Another case is in and user interaction, JavaScript could dynamically generate some dom, such as clicking a button, a dialog box such as a bomb; in this case, these elements are usually prompt some users to relevant content, no value , if you really need, you can analyze js execution logic, but this is rare.

  • Ajax / Fetch asynchronous requests

This situation is now very common, especially in the content displayed in a tab form on the page, and the page without refreshing, or an interactive web pages after the operation, to obtain content. For this page, we want to track time analysis of all requests, observations in the end is coming in which step load. And then when we find the core of asynchronous requests, just grab the asynchronous request can be, if the original page does not have any useful information, there is no need to grab the original page.

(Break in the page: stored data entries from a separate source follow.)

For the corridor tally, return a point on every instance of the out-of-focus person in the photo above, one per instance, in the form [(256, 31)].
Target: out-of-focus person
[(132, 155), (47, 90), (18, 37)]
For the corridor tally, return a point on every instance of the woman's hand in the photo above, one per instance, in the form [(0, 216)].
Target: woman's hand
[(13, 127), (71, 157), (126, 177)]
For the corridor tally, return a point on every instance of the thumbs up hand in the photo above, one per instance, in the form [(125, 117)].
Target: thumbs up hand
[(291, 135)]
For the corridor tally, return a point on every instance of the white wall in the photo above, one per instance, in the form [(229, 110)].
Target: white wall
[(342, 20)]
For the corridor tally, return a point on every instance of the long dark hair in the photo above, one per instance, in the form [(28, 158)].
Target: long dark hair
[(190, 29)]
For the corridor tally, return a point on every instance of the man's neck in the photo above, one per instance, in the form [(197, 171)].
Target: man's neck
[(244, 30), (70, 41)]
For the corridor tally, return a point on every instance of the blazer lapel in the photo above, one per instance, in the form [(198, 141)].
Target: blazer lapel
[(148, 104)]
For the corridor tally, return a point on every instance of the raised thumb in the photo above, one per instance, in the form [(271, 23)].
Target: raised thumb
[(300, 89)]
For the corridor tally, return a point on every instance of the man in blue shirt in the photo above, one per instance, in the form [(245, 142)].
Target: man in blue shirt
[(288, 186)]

Status of crawler technology

Language

In theory, any language that supports network communications can all be written reptiles, although the reptile itself has little relationship between language, however, there is always relatively smoothly, simple. For now, most of the reptiles is the background to write the script language class, which is the largest python undoubtedly the most widely used, and the page was born a lot of good libraries and frameworks, such as scrapy, BeautifulSoup, pyquery, Mechanize and so on.

But in general, the search engine spiders crawling efficiency requirements higher, will use c ++, java, go (for high concurrency), I use c ++ implements a multi-threaded frame in college, but to find and implement python reptile efficiency is not obvious, reason is simple for reptiles, bottleneck analysis and data extraction, and the network efficiency and the language does not matter much.

It is worth mentioning that in recent years the node is developing very fast, making javascript everywhere, some people have begun to try to do with node reptiles, however, this is actually no different from other back-end scripting languages, such as python is not simple, because you still can not initiate ajax request node, the original can not be performed dom pages.

Because the execution environment and execution environment javascript browser node is not the same. So, I do not really like to write, like reptiles in the browser with js, jquery extract content with it?

Operating Environment

Reptile itself makes no distinction in the end is still running Linux in windows, and or OSX, but from the business point of view, we have to run on the server side (background), called the background reptile. And now, almost all the reptiles are reptiles background.

Three questions backstage reptiles

Background reptile popular at the time, also has a little tricky, so far there is no good solution to the problem, but in the final analysis, the root cause of these problems is due to the inherent background reptile lead, before the formal discussion, let's think about a problem "crawlers and browsers what similarities and differences?." Do not understand the learning process can join my python zero-based systems Learning Exchange Qiuqiu qun: 784758,214, current sharing Python enterprise talent needs and how Python from the zero-based learning with you, and learn what content. Related video learning materials, development tools have to share

Same point

It is essentially requesting Internet data via http / https protocol

difference

  1. Reptiles generally automated process, without having to interact with the user, rather than the browser
  2. Different operating scenarios; the browser running on the client, and reptiles are generally run on the server side
  3. Different abilities; browser contains rendering engine, javascript virtual machine, and reptiles generally do not have both.

Knowing this, we look at the problems facing the background

One problem: the problem of interaction

Some pages and often require some user interaction, and then went to the next step, such as enter a verification code, drag a slider, choose a few characters. Website did so, most of the time in order to verify the visitor in the end is a human or a machine.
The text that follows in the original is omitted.